Car le Fils de l'homme est venu sauver ce qui était perdu.(Matth. XVIII, 11.)

 

       L'Ange: Je viens consoler les délaissés du monde, car c'est aux petits que je m'adresse tout d'abord.

 

       La Bible: Jésus dit: «Allez plutôt vers les brebis perdues de la maison d'Israël.» (Matth. X, 6.)

 

       L'Ange: Je suis envoyé vers ceux qui sont tombés. C'est pour les égarés que Dieu m'a envoyé.

 

      Et l'auteur de proclamer: «N'est-il pas évident que c'est le même esprit qui se manifeste dans les paroles de l'ange, comme dans celles de Notre-Seigneur Jésus-Christ?»

 

      À méditer également ces paroles de l'Ange:

      «Vous ne comprenez pas quelle grâce Dieu vous accorde!... Vous êtes si imbus de bien-être nécessaire à la vie! Vous n'admettez de bonheur et de satiété qu'en ce que la terre vous procure. De l'or, de l'argent, c'est votre rêve, c'est ce qui vous charme et vous attire, c'est ce qui vous attache et vous lie, c'est ce que vous voulez atteindre. À quoi bon vouloir ces biens périssables! Il en est un plus utile; il est nécessaire, il est éternel: le ciel! Que faites-vous pour le posséder?

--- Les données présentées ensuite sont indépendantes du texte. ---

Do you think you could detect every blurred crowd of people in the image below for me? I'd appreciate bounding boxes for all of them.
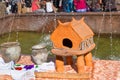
[1,0,117,14]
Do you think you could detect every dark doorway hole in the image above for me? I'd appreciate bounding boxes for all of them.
[63,38,73,48]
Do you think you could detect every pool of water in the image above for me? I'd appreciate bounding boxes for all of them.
[0,32,120,60]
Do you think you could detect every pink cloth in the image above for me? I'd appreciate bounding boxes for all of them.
[74,0,87,10]
[32,0,39,11]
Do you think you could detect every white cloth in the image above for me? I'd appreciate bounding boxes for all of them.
[0,57,14,70]
[0,70,35,80]
[35,61,55,72]
[46,2,53,12]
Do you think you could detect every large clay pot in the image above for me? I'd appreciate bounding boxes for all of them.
[31,43,48,65]
[0,42,21,63]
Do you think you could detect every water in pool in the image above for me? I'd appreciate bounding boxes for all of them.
[0,32,120,60]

Rien!»

 

       Voici encore quelques monitions de l'Ange qu'il nous paraît difficile d'attribuer à un ange des ténèbres ainsi que quelques-uns l'ont fait:

 

      II faut demander pardon à Dieu de nos péchés, le remercier de ceux qu'il nous a déjà pardonnés et ne plus l'offenser.

 

      Il faut prier avec humilité et simplicité, prier la Vierge immaculée.

 

      Elle va bientôt se montrer à de pauvres enfants en bas âge. Au moment des dangers, elle nous protégera.

 

      Plusieurs se sont trompés, d'autres ont fait des chutes; il ne faut pas les juger: Dieu seul est juge.

 

      Les anges deviendront familiers et protégeront les simples qui mettront leur confiance en Dieu.

 

      Priez aussi pour celui que Dieu va envoyer, saint Michel; c'est son épée qui pour vous va frapper...

 

      Je vois que l'ange exterminateur a passé. Je vois les maisons marquées. Cependant, il ne faut pas exagérer: il y en aura d'épargnées.

 

      Les riches sans pitié seront exterminés, mais les bons réservés.

 

      On verra la grotte illuminée, la Vierge se montrer. Les anges devenus familiers, pourront vous diriger.

 

      Humilité, pardon, amour, charité. C'est la vraie liberté que je viens vous prêcher.

 

      Vous tous qui m'écoutez, ne vous tourmentez pas. Au moment des dangers, vous serez protégés.

       C'est sur ces réconfortantes promesses de l'Archange Gabriel que nous quitterons la Voyante de la rue de Paradis, Mlle Henriette Couédon!